En anticipant sur le concept de villes nouvelles, Sidi-Bel-Abbès fut conçue comme un tout à la manière des villes-neuves et c’est aussi du côté de ce modèle qu’il faut rechercher le lien de filiation qui aurait inspiré les plans de la ville. Leur mise en œuvre se situe entre la fin du XVIème et le dernier tiers du XVIIème siècles[39] en France. Mais si ce genre de ville était généralement destiné à assurer la défense d’un territoire et d’une nation, dans le cas de Sidi-Bel-Abbès, il répond plutôt à des objectifs offensifs. Nous avons vu que son implantation n’a pu se faire qu’après avoir poussé à l’exode les tribus en place, dans un deuxième temps, son évolution s’est effectuée en les réintégrant pour les besoins de main d’œuvre. Un autre modèle de nouvelle ville qui se reflète dans la composition de l’espace est celui que les Espagnols avaient conçu au XVIème siècle pour coloniser l’Amérique centrale méridionale. Il présente en effet une certaine analogie et il est un fait connu que c’est ce modèle qui a été appliqué par les Français et les Anglais aux XVIIème et XVIIIème siècles pour coloniser le reste du monde[40]. Sidi-Bel-Abbès dont l’exécution est plus tardive serait donc une forme élaborée de Ville-neuve faisant la synthèse de deux types au moins et de deux siècles de réalisation. Les signes tangibles de son ascendance sont perceptibles à travers la situation, la taille, les tracés, le découpage de l’espace et la façon de l’occuper. Il est en outre manifeste de constater que c’est pour répondre à la volonté d’obstruer les routes principales que la ville s’installe à leur croisement obligeant ainsi au contrôle du passage[41]. Ce choix d’implantation au carrefour de voies « … est presque toujours lié à une facilité de communication soit pour l'exploiter... soit pour la bloquer »[42]. Mais dans le cas de Sidi-Bel-Abbès, il faut se demander pourquoi avoir choisi de s’installer sur la plaine basse et marécageuse ? Il est à supposer que d’autres facteurs plus avantageux ont primé dans ce choix d’autant que les moyens de luttes contre des faits physiques défavorables avaient été préconisés notamment pour ce qui concerne les drainages et l’assèchement des marais. Parmi ces facteurs, la proximité de l’eau semble naturellement déterminante dans la localisation de la ville.

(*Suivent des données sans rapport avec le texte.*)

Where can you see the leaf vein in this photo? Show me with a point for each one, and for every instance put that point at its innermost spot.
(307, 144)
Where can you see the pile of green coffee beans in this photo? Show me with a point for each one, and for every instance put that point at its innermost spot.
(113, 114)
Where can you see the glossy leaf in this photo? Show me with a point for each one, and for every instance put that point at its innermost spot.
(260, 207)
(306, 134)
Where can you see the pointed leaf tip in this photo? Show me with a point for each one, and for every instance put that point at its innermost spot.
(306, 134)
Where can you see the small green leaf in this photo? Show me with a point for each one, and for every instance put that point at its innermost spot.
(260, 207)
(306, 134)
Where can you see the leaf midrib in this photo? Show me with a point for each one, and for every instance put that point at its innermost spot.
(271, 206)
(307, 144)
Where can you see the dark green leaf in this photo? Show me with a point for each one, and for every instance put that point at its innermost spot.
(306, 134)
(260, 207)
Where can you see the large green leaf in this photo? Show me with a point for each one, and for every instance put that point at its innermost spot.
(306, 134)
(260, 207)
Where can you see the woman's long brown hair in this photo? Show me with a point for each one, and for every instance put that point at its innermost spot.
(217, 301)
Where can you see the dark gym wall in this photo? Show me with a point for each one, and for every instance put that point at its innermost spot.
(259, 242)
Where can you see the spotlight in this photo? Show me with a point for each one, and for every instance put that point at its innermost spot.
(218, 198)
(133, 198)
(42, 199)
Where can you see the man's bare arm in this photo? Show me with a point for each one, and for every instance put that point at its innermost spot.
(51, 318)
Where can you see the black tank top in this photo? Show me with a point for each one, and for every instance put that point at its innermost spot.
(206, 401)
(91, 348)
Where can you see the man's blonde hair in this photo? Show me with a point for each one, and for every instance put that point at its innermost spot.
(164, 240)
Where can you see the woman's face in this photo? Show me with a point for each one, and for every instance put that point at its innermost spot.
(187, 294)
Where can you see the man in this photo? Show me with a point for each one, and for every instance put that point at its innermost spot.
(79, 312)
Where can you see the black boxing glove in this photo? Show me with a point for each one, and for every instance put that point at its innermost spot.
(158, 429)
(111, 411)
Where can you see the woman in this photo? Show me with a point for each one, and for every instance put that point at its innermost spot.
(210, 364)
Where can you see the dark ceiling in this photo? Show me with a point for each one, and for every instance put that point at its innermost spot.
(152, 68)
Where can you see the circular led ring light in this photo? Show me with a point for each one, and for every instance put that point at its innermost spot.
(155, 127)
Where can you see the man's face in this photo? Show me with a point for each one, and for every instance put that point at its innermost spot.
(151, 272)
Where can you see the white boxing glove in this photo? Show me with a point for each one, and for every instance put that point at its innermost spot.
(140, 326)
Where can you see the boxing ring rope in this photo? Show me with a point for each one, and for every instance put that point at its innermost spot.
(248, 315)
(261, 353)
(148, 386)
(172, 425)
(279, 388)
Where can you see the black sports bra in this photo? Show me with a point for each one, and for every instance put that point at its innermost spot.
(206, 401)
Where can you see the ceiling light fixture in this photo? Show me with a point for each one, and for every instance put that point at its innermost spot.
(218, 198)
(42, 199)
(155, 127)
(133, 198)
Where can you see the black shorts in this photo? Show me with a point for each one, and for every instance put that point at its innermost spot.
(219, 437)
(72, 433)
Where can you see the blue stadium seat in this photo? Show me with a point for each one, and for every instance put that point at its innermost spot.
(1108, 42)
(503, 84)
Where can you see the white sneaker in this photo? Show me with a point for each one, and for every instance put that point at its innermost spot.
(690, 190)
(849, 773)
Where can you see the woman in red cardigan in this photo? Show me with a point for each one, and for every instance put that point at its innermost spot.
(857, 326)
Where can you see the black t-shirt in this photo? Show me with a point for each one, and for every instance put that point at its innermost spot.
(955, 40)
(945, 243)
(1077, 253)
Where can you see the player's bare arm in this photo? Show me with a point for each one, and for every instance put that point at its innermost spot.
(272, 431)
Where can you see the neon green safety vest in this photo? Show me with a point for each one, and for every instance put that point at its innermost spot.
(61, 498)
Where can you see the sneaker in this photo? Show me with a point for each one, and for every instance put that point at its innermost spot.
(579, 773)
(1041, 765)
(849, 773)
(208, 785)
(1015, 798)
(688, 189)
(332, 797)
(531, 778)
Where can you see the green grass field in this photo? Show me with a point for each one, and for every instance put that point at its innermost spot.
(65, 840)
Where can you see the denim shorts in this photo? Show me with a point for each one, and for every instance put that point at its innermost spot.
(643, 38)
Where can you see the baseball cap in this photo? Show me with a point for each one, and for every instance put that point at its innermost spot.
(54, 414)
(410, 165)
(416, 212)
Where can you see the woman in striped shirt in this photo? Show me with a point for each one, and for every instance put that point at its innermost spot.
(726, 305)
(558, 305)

Par ailleurs, Sidi-Bel-Abbès tient du projet d’une vaste colonie agricole qui demande non seulement d’accueillir les nouveaux arrivants mais de les intéresser à rester[43]. La question demandait à être résolue en favorisant les conditions d’installation pour atténuer les effets de dépaysement et la nostalgie de retour au pays natal. Dans cette conjoncture, les missionnaires allaient jouer un rôle important pour faire œuvre d’évangélisation[44] et prodiguer les soins. Une organisation spatiale conséquente se lit dans la projection de la ville et de son environnement : la part des militaires pour le contrôle et la sécurité, celle des civils urbains et ruraux pour la colonisation et celle du prêche pour la moralisation. « Certains de ces moyens sont politiques  ou sociaux. Ainsi les Français avaient avantage à faire semblant  au début qu’ils adoptent les mœurs du pays pour gagner la confiance des habitants et parvenir plus facilement dans un deuxième temps, à franciser les Arabes»[45].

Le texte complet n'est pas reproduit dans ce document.